Um velho amigo, sem que ninguém esperasse, morreu de um fulminante infarto do miocárdio: desespero na família. Na semana seguinte foram descobrir que ele tinha, na conta de um outro banco da cidade, R$1 milhão, e ninguém em casa sabia de nada.

Meu pai, por exemplo, nunca contou quanto ganhava: desconversava quando o assunto vinha à baila — o que, aliás, acontece com muita gente por aí.
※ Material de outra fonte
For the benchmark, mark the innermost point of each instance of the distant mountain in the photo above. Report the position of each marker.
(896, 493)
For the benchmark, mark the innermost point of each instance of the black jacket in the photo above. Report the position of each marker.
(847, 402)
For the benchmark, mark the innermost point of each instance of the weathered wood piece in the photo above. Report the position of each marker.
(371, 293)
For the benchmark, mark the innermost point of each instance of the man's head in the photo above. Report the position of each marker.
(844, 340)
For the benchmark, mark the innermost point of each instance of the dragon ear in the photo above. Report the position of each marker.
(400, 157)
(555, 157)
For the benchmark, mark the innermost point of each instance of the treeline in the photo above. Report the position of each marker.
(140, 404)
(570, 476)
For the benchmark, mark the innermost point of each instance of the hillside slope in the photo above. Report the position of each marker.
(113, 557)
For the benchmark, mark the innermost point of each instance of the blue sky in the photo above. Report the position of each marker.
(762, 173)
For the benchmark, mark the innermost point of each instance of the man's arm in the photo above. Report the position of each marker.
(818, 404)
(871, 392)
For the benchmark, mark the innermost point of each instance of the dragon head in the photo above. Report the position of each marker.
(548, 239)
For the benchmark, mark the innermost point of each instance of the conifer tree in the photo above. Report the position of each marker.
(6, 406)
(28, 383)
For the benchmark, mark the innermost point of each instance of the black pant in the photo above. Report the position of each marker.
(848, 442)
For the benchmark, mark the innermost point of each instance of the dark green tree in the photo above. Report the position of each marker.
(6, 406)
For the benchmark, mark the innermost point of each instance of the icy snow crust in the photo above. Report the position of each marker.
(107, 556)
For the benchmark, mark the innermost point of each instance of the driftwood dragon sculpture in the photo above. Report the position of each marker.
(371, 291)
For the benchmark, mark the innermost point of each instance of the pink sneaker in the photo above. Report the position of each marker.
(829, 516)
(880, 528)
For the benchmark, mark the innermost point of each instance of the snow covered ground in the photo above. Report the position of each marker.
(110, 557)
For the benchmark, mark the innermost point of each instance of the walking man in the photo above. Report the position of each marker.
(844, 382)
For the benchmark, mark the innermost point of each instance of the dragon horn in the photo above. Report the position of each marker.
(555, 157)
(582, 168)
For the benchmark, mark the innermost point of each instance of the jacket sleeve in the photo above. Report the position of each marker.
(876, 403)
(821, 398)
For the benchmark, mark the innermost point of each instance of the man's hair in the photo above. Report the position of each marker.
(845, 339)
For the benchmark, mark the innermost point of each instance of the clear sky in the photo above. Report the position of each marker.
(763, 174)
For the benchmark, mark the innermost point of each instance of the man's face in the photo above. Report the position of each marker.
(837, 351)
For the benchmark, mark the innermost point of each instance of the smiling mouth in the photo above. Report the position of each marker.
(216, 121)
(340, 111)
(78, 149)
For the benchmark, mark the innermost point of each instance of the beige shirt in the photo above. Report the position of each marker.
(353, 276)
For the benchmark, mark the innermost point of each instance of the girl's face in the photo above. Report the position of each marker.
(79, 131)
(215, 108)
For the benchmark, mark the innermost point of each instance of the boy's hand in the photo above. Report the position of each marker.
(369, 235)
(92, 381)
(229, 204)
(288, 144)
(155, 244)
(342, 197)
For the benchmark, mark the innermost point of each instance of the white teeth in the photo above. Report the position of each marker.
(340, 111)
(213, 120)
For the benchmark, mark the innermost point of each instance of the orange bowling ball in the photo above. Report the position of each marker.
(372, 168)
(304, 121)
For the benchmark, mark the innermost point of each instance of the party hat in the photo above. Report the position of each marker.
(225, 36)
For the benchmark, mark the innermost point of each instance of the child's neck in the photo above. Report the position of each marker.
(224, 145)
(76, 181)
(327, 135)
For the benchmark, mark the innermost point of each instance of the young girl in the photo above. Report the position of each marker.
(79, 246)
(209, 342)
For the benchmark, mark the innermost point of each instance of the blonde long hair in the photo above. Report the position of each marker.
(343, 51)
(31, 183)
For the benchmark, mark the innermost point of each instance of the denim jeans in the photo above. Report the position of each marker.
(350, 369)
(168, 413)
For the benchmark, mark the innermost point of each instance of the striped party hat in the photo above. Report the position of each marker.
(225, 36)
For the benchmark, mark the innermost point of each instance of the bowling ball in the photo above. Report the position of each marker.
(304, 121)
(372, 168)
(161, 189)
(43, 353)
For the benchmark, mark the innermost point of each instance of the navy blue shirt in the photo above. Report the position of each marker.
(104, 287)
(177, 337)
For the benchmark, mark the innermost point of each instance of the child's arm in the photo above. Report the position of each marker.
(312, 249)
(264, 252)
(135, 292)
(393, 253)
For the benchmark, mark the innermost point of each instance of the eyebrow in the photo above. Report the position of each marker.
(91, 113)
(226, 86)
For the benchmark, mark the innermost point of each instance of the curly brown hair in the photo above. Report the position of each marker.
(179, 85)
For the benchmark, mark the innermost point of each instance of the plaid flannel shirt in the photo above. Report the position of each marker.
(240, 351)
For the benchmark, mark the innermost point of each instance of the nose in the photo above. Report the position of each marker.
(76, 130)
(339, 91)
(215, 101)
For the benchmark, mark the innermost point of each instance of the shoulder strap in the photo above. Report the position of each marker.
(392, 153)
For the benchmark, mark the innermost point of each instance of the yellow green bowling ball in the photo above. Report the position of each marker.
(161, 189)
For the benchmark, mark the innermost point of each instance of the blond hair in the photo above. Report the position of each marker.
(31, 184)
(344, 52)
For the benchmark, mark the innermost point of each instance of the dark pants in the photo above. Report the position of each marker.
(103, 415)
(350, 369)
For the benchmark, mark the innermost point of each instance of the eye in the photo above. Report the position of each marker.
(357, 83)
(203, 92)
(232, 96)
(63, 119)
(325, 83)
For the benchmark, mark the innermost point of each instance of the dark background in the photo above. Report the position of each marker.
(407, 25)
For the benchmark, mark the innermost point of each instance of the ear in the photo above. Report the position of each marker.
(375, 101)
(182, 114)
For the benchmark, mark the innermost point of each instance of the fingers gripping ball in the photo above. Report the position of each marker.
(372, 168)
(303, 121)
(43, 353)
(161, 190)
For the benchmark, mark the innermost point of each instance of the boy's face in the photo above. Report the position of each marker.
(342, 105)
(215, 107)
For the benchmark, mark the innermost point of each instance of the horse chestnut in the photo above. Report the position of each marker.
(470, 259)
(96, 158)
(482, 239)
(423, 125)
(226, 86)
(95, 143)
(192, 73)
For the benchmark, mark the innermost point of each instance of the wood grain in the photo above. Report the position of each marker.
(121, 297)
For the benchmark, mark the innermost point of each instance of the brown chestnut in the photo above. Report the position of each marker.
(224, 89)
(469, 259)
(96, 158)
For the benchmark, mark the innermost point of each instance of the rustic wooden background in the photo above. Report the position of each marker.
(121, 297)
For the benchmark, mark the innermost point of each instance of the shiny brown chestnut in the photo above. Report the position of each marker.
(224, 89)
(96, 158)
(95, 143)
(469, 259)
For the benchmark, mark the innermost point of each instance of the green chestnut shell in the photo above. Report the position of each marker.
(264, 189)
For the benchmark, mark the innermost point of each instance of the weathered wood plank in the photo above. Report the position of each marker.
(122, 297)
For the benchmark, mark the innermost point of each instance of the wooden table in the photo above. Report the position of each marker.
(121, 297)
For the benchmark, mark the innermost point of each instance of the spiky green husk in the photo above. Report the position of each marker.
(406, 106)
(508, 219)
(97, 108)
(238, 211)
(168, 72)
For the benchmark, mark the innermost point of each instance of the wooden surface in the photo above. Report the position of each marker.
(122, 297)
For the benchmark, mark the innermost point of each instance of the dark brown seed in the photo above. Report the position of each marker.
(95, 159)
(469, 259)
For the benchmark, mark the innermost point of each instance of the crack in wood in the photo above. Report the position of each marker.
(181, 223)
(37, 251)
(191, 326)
Segredo de Estado!

E o que aconteceu com aquele alto executivo, audacioso, mas cheio de segredos inconfessáveis: indicado para participar de uma convenção da empresa, partiu feliz para um resort famoso no Nordeste, com uma agenda imensa de trabalhos... Nem tanto.

O convite incluía as esposas, mas ele resolveu esconder esse detalhe em casa: “vai ser um encontro profissional, cansativo etc.” Era pura cafajestice, pois, embora tivesse informado à agência de que iria com a mulher, não perdeu a oportunidade de convidar para esse “tedioso” encontro uma bela ex-colega, um daqueles casos de “amor que fica”, sabe? Durante o voo de volta, a empresa encarregada do evento organizou algumas brincadeiras para animar o pessoal, incluindo sorteios de brindes, fotos e tudo mais.

Dias depois daquele voo, que era para ser “sem surpresas”, chegou a sua casa uma cartinha com os agradecimentos pela preferência da agência, acompanhada de uma linda foto do casal — tão romântico —, e a esperança de encontrá-los outras vezes através dos seus serviços.

São os danados segredos de família, como bem ilustrava meu velho professor com o seu exemplo do pão. Aliás, ele também tinha lá os seus pecadinhos: quando ditava o “ponto” da sua aula, e todos estavam com as cabeças baixas, atentos às anotações, não foram poucas as vezes que o peguei, sorrateiramente, dando umas olhadelas nas pernas das meninas de uniforme curtinho, sentadas despreocupadas nas carteiras. Ele nunca contou nada disso lá em casa. Era um segredo de família!

Do meu lugar, eu não deixava por menos: “tirava um retrato”, como se dizia no linguajar simples do Interior. Não perdia por nada o panorama, pois, também sou filho de Deus, ora! Era o miolo de pão que vinha à superfície. Impunemente.